Women’s economic self-help groups (SHGs) have positive effects on the economic, social and political empowerment of women in low-and middle-income countries.

What is the review about?

Women have limited access to financial resources, health care, education and political participation. Governments, development agencies and grassroot organisations support women’s self-help groups to address substantial inequalities.

Economic self-help groups (ESHG) are group programs aiming to provide women access to capital, to empower them economically. ESHG begin with a period of collective savings to facilitate intragroup lending, gradually providing larger loans. Some ESHG also include a training component on life skills, business and financial skills, and community participation.

This review examines ESHG’s impact on women’s individual empowerment in low-and middle-income countries. Adverse outcomes from ESHG on intimate partner violence, stigma, disappointment and individual well-being are assessed.

Finally, the review describes mechanisms by which ESHG lead to women’s empowerment.

What is the aim of this review?

This Campbell systematic review examines the effectiveness of women’s economic self-help groups (ESHG) on individual women empowerment in low-and middle-income countries. It also examines the mechanisms that empower women through female participants’ experiences of ESHG membership. The review summarises findings from 23 quantitative studies and 11 qualitative studies. The vast majority of these studies was conducted in South Asia.

Which studies are included in this review?

Studies included in this review examine the impact of ESHG on the empowerment of women of all ages in low-and middle-income countries. Evidence comes from 23 quantitative studies, 17 of which are based in India and Bangladesh. Each of these studies compares the effect of ESHG with no intervention, or ‘business as usual’. Eleven qualitative studies (nine from India), used to explore the mechanisms that empower women through female ESHG participants’ perspectives are included.

What are the main results in this review?

ESHG have positive effects on women’s economic and political empowerment, as well as social empowerment - such as, women’s family size decision-making power and social mobility. There is no quantitative evidence to indicate positive effects on women’s psychological empowerment.

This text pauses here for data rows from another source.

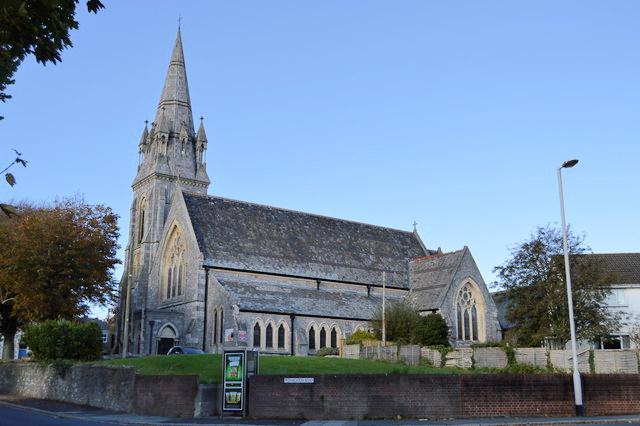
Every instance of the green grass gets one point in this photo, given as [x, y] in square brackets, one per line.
[209, 367]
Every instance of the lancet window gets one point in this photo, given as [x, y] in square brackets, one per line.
[174, 266]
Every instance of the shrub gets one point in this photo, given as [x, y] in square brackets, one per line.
[359, 336]
[327, 351]
[432, 330]
[62, 339]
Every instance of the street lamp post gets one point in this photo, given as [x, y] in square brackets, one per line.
[577, 384]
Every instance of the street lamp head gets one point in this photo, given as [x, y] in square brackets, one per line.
[569, 163]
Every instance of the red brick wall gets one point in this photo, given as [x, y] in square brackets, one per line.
[439, 396]
[170, 396]
[611, 394]
[517, 395]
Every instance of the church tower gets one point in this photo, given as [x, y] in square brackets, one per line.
[171, 156]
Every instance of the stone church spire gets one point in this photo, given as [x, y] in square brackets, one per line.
[174, 107]
[173, 151]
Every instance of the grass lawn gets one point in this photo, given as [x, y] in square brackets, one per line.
[209, 367]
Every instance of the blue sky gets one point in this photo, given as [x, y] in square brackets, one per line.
[452, 114]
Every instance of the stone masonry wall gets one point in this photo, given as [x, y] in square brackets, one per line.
[112, 388]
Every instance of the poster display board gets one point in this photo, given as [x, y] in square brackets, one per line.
[237, 365]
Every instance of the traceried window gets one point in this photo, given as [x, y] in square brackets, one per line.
[256, 335]
[466, 314]
[281, 336]
[221, 335]
[142, 208]
[312, 338]
[269, 338]
[174, 266]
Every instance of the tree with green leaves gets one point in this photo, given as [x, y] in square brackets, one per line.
[56, 261]
[534, 285]
[404, 324]
[35, 27]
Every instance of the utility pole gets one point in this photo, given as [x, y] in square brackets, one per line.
[125, 343]
[577, 383]
[384, 314]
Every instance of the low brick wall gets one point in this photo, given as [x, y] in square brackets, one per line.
[439, 396]
[112, 388]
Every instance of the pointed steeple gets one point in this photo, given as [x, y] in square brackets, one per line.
[145, 136]
[175, 98]
[201, 138]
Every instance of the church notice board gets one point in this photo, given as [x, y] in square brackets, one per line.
[237, 366]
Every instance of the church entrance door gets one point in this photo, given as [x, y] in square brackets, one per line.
[164, 344]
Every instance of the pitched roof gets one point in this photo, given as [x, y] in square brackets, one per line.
[502, 301]
[247, 236]
[254, 294]
[626, 266]
[431, 276]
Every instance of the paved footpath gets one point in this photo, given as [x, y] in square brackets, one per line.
[15, 411]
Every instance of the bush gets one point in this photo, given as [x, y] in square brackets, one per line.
[405, 325]
[359, 336]
[327, 351]
[432, 330]
[61, 339]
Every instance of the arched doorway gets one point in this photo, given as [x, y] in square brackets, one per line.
[167, 338]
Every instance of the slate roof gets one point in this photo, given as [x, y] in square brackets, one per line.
[247, 236]
[502, 303]
[625, 266]
[255, 294]
[431, 276]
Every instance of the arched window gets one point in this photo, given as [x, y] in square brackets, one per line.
[173, 264]
[312, 338]
[468, 314]
[256, 335]
[269, 336]
[281, 336]
[141, 213]
[215, 326]
[169, 283]
[221, 325]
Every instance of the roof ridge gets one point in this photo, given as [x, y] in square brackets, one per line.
[429, 256]
[616, 253]
[297, 211]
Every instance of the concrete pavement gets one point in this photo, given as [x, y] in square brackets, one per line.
[16, 411]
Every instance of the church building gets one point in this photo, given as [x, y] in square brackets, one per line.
[207, 272]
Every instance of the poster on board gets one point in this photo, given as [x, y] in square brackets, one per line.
[233, 381]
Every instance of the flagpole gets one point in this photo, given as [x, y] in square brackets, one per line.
[384, 318]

However, the qualitative studies suggest that women participating in ESHG perceive themselves as psychologically empowered.

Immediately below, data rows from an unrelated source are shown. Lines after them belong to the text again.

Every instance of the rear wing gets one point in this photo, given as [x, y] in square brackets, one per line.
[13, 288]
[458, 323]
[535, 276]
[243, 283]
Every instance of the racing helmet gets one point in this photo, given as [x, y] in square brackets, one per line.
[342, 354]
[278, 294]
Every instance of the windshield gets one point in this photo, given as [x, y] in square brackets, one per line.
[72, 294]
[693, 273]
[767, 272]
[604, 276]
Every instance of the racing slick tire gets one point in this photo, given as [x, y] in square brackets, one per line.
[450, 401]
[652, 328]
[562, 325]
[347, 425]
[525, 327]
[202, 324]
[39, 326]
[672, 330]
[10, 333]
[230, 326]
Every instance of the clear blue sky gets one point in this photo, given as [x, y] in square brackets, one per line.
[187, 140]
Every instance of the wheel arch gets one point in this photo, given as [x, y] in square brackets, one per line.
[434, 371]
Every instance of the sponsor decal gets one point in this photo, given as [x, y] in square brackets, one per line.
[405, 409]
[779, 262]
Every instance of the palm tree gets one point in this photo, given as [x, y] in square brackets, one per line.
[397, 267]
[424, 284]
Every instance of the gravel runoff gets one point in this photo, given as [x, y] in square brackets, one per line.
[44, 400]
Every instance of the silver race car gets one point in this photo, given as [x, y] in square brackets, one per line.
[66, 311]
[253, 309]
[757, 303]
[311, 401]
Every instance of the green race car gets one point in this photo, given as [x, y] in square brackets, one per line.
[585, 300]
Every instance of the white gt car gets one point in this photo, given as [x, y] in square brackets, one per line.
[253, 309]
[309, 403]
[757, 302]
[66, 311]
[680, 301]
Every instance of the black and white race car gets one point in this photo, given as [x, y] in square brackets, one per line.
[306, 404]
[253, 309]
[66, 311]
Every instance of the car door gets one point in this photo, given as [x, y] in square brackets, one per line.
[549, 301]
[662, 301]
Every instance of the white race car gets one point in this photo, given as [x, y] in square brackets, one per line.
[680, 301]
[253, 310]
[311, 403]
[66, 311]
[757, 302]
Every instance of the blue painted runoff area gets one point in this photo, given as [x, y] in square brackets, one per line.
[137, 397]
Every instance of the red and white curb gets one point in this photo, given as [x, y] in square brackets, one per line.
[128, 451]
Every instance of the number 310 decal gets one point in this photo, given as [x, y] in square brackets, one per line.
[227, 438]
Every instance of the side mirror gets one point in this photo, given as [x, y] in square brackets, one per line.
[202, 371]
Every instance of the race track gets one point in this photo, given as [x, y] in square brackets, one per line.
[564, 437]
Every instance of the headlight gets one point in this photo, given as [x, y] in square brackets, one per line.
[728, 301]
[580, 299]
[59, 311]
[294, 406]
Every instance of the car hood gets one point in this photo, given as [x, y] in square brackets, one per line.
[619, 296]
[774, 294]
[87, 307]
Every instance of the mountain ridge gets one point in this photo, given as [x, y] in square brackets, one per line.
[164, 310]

ESHG with a training component, such as financial and business education or life skills training, have a larger effect than programs that do not involve training. Important mechanisms which facilitate empowerment are gaining financial skills (economic empowerment); gaining the capability to speak in front of others, access to household decision-making (psychological empowerment); improved networks and the experience of mutual support from and solidarity with fellow group members (social empowerment); and access to wider social participation combined with an increased understanding of political contexts and individual rights (political empowerment).

There is no evidence of increased levels of domestic violence. Qualitative data indicate that ESHG may decrease domestic violence as women gain respect from their partners, families and access to household decision-making. Few qualitative studies report experiences of disappointment, mistrust and stigma among women who attended ESHG. ESHGs do not reach the poorest citizens. The ‘poorest of the poor’ do not participate for economic and religious reasons, and mechanisms of self-selection.

What do the findings in this review mean?

ESHG have the potential to empower women economically, socially, and politically. Training component should be considered as a part of ESHG design to strengthen ESHG’s empowering effect. The design of ESHG should also be tailored to the local context, and barriers to participation should be addressed to increase the likelihood that ESHG will reach the poorest.

There is a need for more rigorous quantitative studies of ESHG. This includes a more comprehensive and detailed description of program and training components, as well as studies to provide a greater understanding of the pathways or mechanisms through which ESHG increase empowerment.

How up-to-date is this review?

The review authors searched for studies conducted between 1980 and January 2014.